Bangkalan – Dinas Pendidikan Kabupaten Bangkalan akhirnya angkat bicara secara tegas menyikapi dugaan praktik penggiringan dana Program Indonesia Pintar (PIP) untuk pembelian seragam sekolah. Kepala Dinas Pendidikan Bangkalan, Moh Musleh, menegaskan bahwa secara substansi dana PIP merupakan hak penuh siswa dan orang tua, bukan ruang intervensi pihak sekolah.
Menurutnya, bantuan PIP diberikan pemerintah untuk menunjang kebutuhan pendidikan siswa secara langsung, seperti pembelian perlengkapan sekolah, biaya transportasi, hingga kebutuhan belajar lainnya. Tujuan utamanya adalah memastikan pemerataan akses pendidikan bagi seluruh anak, khususnya dari keluarga kurang mampu.
“Dana PIP itu otoritas siswa dan orang tua. Mereka yang berhak mengelola dan memanfaatkannya sesuai kebutuhan pendidikan anak, bukan diarahkan atau dikondisikan oleh pihak manapun,” tegas Musleh. Senin, (4/5/2026).
Ia menilai, praktik penggiringan dana PIP untuk pembelian seragam dengan dalih kesepakatan atau pemerataan merupakan bentuk penyimpangan yang tidak bisa dibenarkan.

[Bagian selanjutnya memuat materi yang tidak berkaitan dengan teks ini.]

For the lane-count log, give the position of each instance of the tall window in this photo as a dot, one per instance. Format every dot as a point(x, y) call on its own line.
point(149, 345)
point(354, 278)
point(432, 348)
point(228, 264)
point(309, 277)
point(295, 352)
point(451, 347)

Menurut Musleh, dalih “kesepakatan bersama” yang kerap dijadikan tameng tidak bisa dibenarkan. Dalam konteks bantuan sosial pendidikan, posisi siswa dan orang tua harus bebas dari tekanan maupun pengaruh institusi.
“Sekolah tidak boleh membuat kesepakatan, apalagi pengkondisian terkait penggunaan dana PIP. Ini menyangkut integritas bersama dan kepercayaan publik terhadap dunia pendidikan,” imbuhnya.